State Rep. Debbie Riddle camped out and endured “creepy” noises inside the cold, empty Capitol to be first in line Monday morning to file legislation targeting illegal immigration and ballot security.
The Tomball Republican said she remained outside the House chamber for two days because of the importance of getting priority bill numbers assigned to the two hot-button issues.
House Bill 16 would require voters to present photo identification or two forms of non-photo identification before they are allowed to cast ballots.
House Bill 17 is similar to Arizona’s controversial immigration law. It would allow law enforcement officers to charge an immigrant who lacks proper documentation and already is detained on another charge with criminal trespass – a Class B misdemeanor that carries a fine of up to $2,000 and maximum jail time of six months.
Both issues are part of the Republican Party of Texas platform but have failed to pass in recent legislative sessions.
However, with election results transforming what had been a narrow, 76-74 Republican advantage in the state House to a whopping 99-51 margin, Riddle expects favorable treatment for both bills.
“We better. Otherwise, the citizens of Texas are going to be pretty outraged – and you ain’t seen nothing yet,” Riddle said Monday.
Democratic leaders said Riddle’s immigration bill would result in the same litigation that has tied up the Arizona law and drained millions of dollars from the state’s coffers.
I can’t think of a better way to encapsulate the blinding, irrational fear that motivates nutjobs like Riddle than the fact that she was actually frightened by things going bump in the night as she camped out like a teenager hoping to score Justin Bieber tickets. I don’t even know what else to say about that. Stace has a complete listing of Riddle’s mania, plus a statement by Rep. Armando Walle that decries her hatefulness. There’s going to be a lot more opportunities for that, I’m afraid.
There are three groups whose responses we need to watch. One of course is Democrats, who cannot stop any of this madness – you can be sure that the Senate’s two-thirds rule will not be allowed to be an obstacle – but who can send a message about what they truly stand for to the constituencies that need to hear it by their actions. There’s no reason, and no excuse, for wavering. Take whatever actions you can to make the inevitable somewhat less distasteful, and fight like hell every step of the way.
Another group to watch will be business interests, who continue to claim that they don’t support these measures.

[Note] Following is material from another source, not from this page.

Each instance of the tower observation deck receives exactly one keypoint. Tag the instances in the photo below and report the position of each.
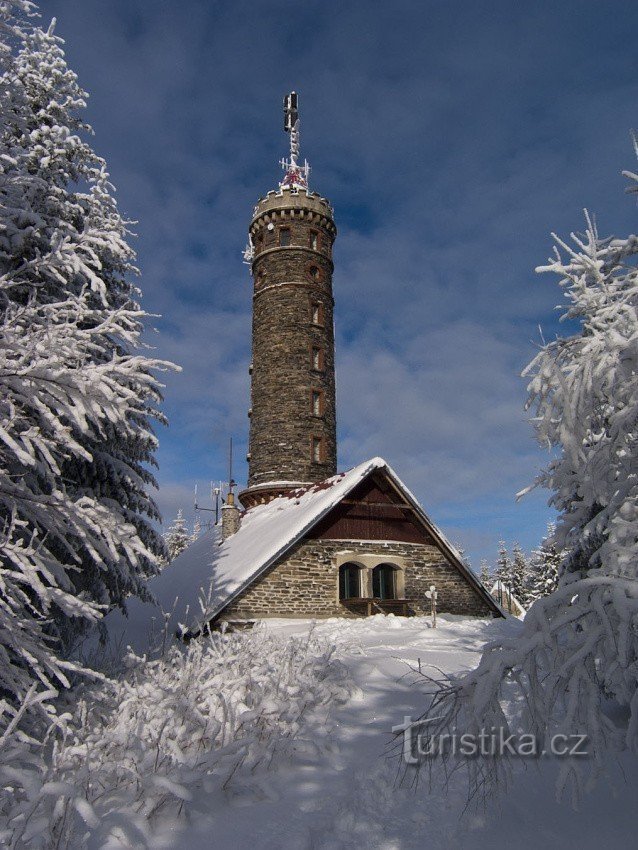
(292, 417)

In an illustration of the coming schism between pro-business Republicans and social conservatives in the party, the state’s largest business lobby is opposing all statewide immigration proposals, saying that attempting to solve the problem of illegal immigration at the state level is ineffective. “The bottom line is, Congress needs to act and pass comprehensive immigration reform. We’re sympathetic to the fact that Congress hasn’t acted. We’re frustrated, too,” says Bill Hammond, president of the Texas Association of Business. Hammond maintains the E-Verify computer system is too unreliable to put to use in Texas.
I’ll say again, until such time as Hammond and his cronies take direct action to oppose the lawmakers who are the driving forces behind this madness, their so-called “opposition” is meaningless fluff. Call them out by name, lobby them directly, recruit and/or raise money for primary opponents – there are many things they can do. Hell, just not giving money to them would be a step in the right direction. Put your money where your mouth is, Bill, or sit down, shut up and take it like the wimp you’ve been so far on this. If not, don’t be surprised when something like this happens.
The other group to watch will be those newly elected Latino Republicans in the Lege.
During the 81st Legislature, MALC put forth a united front in opposition to one of the session’s most divisive issues: voter ID. Though some members were more vocal than others, the caucus as a whole participated in the “chubbing” that successfully killed the bill on the House floor.
Assuming that all Hispanics will lock arms this session would be a mistake, [Rep.-elect Larry] Gonzales says.
“It does Latinos a huge disservice to say we all think alike,” he says.
Asked about whether he would vote for an Arizona-style immigration law in Texas, Gonzales said it would be “irresponsible” for him to deal with a hypothetical. But, he says, he supports the Arizona Legislature’s interpretation of what it believes is best for the state.
“I totally respect Arizona’s right as a sovereign state to do what it feels it needs to do,” he says.
[Rep. Trey] Martinez Fischer is optimistic that differences can bridged.
“Yes, they are Republican. Yes, their ideology is different. But we are all Latinos,” he says. “I don’t see why an issue that affects me one way should be 180 degrees opposite somewhere else.”
I’m afraid I don’t share Rep. Martinez Fischer’s optimism. But we’re sure gonna find out soon enough.